The Company has leased a 425,000 square foot facility in Chicago, IL, which will operate as a multi-branded distribution center. As the Company grows and shifts volume in the Chicago location, certain Midwest locations will be consolidated into Chicago beginning during the third quarter of 2006 and continuing through the first half of 2007. Similar to its strategy in California, the Company expects to operate smaller customer pick-up operations in locations that are consolidated.

During the third quarter 2006, the Company completed its previously announced strategy to consolidate its call center operations from seven locations down to three locations.
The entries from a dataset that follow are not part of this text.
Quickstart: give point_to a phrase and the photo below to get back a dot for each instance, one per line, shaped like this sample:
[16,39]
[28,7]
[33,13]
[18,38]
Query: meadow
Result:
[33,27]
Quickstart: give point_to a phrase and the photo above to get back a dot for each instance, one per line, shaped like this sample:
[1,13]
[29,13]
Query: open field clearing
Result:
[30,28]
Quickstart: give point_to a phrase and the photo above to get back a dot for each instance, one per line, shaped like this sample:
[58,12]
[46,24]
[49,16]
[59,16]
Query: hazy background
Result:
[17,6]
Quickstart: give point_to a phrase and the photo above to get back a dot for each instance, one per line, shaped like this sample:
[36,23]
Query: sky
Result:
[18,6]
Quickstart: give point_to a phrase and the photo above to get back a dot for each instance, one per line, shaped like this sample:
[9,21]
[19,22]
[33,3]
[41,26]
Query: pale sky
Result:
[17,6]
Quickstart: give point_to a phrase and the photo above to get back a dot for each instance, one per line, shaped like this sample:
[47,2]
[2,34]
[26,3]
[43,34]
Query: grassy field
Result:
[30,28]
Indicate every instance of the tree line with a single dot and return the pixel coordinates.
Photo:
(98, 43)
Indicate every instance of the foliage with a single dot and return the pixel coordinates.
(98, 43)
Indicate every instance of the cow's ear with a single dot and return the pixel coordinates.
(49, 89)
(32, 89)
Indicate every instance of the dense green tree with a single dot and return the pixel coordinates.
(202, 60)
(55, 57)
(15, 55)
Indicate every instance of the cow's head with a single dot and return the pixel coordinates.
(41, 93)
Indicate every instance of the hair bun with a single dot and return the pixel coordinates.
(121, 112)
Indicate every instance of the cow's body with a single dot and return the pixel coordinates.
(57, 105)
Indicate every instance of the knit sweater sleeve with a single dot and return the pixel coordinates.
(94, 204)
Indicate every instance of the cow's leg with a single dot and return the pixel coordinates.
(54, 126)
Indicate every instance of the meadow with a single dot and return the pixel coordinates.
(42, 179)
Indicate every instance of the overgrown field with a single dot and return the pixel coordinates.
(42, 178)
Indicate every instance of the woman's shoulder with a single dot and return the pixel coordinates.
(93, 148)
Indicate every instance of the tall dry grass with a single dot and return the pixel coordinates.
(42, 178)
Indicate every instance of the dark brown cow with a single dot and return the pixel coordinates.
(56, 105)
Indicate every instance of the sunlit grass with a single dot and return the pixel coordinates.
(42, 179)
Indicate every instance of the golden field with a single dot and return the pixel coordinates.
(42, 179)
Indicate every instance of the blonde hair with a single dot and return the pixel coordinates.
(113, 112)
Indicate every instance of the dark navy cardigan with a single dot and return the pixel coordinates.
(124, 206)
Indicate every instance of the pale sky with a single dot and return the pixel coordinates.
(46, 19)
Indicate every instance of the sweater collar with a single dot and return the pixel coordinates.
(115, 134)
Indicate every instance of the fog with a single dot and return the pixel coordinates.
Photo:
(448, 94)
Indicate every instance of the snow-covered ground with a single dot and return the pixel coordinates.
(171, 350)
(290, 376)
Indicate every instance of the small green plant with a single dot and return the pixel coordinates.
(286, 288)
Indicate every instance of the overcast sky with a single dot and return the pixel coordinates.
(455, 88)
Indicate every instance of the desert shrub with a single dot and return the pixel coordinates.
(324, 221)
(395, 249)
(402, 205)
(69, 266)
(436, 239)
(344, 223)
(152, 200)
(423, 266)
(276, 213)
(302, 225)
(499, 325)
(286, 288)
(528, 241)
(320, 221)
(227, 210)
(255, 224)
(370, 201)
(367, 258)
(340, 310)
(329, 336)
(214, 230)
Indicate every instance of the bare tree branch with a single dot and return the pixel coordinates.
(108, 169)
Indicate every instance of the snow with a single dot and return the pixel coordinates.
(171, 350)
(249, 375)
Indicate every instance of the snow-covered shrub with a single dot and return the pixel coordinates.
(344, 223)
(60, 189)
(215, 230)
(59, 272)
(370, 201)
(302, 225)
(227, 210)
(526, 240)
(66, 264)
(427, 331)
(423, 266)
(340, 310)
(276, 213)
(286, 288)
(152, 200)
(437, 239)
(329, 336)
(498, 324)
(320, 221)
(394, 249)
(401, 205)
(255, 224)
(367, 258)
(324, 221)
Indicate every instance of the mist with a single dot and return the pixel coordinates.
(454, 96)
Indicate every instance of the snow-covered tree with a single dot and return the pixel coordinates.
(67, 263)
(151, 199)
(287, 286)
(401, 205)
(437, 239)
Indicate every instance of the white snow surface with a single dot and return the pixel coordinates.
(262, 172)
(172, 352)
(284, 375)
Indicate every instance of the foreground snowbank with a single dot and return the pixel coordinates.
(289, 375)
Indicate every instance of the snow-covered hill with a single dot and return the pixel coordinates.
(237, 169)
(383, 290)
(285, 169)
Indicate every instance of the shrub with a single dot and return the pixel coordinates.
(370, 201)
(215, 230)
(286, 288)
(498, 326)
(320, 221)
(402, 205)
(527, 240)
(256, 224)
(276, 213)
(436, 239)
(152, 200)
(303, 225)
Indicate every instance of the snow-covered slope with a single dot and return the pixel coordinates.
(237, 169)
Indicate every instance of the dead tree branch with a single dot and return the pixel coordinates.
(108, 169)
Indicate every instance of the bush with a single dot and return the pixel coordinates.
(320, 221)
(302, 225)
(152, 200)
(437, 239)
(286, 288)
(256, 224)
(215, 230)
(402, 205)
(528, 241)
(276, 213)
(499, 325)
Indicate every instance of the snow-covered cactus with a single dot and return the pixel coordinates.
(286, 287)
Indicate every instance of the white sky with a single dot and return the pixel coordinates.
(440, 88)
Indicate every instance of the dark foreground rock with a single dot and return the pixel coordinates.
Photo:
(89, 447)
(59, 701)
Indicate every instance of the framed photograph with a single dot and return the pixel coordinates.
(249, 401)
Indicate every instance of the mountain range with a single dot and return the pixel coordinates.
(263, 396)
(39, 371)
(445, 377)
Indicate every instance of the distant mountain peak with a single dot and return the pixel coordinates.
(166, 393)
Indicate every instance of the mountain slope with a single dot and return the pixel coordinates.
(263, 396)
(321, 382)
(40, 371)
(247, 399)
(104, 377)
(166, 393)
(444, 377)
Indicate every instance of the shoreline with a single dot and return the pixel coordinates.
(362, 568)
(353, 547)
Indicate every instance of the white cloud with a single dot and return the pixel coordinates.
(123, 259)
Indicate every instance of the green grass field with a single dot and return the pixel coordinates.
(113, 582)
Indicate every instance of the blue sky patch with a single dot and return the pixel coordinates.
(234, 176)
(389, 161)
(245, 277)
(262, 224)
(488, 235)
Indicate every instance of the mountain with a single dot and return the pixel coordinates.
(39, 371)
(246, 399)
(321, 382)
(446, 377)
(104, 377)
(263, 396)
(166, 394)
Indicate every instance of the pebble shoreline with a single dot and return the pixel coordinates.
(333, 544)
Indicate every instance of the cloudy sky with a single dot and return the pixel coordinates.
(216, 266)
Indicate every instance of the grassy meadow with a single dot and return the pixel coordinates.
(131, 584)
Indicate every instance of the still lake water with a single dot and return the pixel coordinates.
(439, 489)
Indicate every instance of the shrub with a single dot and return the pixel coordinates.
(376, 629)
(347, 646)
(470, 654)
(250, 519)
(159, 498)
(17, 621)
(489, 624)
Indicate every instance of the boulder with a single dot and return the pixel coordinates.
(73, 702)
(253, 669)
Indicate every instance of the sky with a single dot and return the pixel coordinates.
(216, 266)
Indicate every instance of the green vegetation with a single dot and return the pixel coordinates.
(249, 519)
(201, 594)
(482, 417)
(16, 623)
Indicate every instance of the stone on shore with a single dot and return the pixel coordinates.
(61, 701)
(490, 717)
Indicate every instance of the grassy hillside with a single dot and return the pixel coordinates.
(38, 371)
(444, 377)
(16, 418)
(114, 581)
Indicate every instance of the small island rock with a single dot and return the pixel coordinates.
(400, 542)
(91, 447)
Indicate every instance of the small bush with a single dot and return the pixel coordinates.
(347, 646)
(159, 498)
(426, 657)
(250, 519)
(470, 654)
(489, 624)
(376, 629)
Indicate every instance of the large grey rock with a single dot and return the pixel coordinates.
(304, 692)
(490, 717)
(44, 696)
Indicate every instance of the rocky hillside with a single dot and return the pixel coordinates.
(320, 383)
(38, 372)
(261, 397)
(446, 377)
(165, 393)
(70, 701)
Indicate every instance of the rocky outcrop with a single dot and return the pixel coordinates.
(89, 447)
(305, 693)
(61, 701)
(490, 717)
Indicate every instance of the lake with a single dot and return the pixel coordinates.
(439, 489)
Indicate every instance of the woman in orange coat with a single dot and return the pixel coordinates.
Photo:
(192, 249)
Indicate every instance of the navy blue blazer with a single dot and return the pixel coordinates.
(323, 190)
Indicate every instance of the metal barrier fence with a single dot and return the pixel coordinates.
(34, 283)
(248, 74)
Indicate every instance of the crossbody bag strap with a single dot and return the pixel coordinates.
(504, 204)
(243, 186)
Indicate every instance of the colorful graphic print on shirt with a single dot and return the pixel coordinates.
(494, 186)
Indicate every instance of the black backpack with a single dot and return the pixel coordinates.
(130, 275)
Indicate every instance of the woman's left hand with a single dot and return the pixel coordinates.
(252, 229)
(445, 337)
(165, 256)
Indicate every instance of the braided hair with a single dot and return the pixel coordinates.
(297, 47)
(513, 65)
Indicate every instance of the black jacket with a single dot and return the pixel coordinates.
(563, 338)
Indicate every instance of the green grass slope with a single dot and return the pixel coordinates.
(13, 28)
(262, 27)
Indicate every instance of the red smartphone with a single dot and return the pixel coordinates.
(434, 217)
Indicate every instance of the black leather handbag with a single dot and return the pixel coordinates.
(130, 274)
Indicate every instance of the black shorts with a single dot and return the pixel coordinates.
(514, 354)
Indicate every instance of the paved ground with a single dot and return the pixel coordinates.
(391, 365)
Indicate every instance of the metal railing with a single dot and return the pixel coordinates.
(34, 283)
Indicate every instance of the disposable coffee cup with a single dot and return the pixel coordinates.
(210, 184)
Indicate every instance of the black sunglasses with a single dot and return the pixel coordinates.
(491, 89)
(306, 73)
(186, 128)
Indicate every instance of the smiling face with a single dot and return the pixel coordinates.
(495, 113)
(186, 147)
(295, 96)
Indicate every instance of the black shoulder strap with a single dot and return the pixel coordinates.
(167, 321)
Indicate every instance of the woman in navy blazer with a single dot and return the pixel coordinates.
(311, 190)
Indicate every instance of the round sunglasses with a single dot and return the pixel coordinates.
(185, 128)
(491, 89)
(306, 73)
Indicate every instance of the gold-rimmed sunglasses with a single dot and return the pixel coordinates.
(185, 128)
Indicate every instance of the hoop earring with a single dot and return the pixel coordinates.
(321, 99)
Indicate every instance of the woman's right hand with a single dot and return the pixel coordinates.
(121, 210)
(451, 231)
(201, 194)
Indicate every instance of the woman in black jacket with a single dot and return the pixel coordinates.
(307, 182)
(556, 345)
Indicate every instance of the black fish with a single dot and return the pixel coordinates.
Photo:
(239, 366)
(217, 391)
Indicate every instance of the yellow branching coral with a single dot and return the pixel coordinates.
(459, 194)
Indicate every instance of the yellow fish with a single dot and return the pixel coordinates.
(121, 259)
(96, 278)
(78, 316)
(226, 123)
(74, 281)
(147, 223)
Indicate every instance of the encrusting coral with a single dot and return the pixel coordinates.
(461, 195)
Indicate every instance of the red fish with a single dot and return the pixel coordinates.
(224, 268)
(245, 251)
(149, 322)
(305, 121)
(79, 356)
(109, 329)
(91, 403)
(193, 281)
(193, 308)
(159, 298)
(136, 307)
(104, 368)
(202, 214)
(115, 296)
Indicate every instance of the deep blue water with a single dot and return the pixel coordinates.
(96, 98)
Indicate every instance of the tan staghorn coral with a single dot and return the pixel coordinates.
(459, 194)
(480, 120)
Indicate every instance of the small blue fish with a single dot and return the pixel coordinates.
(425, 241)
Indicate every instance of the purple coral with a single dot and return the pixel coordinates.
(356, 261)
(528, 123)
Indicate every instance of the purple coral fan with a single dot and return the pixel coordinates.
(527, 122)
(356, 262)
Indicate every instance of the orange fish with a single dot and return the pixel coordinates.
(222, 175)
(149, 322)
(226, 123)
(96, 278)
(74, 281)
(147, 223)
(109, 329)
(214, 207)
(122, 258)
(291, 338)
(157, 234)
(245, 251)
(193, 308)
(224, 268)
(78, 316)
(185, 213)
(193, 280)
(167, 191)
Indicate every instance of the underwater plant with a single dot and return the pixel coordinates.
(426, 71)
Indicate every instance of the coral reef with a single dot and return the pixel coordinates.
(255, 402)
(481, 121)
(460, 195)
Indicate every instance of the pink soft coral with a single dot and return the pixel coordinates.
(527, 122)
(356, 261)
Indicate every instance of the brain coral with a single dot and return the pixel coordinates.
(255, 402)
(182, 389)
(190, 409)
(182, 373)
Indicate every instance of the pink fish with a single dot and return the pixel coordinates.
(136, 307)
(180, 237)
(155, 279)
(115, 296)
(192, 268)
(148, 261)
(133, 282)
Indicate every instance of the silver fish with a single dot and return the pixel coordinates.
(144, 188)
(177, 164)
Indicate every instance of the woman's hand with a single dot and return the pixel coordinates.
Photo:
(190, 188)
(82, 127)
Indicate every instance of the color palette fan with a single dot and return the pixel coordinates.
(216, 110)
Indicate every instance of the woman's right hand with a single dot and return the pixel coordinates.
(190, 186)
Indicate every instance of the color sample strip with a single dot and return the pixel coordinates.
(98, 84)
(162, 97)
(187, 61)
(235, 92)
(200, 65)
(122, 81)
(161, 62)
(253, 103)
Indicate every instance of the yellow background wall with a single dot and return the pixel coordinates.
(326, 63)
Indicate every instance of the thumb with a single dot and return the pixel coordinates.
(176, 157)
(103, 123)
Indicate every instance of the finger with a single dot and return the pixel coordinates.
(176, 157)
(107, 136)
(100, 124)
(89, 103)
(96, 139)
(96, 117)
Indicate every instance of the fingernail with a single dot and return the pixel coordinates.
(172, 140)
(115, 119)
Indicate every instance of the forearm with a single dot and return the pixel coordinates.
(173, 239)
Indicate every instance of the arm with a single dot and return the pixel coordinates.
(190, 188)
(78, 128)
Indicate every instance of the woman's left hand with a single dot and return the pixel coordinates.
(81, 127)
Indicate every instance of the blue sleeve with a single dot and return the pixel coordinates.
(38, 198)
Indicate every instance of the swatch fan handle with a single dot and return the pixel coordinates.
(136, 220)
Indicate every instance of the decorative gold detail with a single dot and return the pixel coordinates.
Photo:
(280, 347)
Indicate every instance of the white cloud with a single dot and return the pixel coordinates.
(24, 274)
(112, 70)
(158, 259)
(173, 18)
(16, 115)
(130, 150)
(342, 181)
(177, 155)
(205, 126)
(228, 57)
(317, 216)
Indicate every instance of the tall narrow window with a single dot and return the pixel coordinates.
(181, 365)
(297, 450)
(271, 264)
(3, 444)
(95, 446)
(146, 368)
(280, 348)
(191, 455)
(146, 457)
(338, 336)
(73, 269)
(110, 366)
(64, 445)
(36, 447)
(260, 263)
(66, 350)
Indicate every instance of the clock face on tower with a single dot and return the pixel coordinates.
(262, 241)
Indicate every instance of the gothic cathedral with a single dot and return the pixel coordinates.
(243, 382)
The action is expected to yield annualized operational cost savings of approximately $1.6 million while improving customer service levels.


Liquidity

The Company relies primarily upon cash flow from operations and borrowings under its revolving credit facility to finance operations, capital expenditures and debt service requirements. Borrowings and availability under the revolving credit facility fluctuate due to seasonal demands. Historical borrowing levels have reached peaks during the middle of a given year and low points during the last quarter of the year. The Company expects borrowing levels will peak during the third quarter 2006 and to reach a low point during the fourth quarter of the year. Borrowings under the revolving credit facility decreased from $90.0 million at December 31, 2005 to $68.0 million at July 1, 2006. During the six months ended July 1, 2006, inventory levels increased sequentially by $18.2 million, the net effect of an increase due to seasonal requirements and a 13% improvement in days of inventory on hand.

The Company’s revolving credit facility provides for aggregate borrowings up to $225.0 million, subject to borrowing base availability. As of July 1, 2006, borrowing base availability was $116.0 million.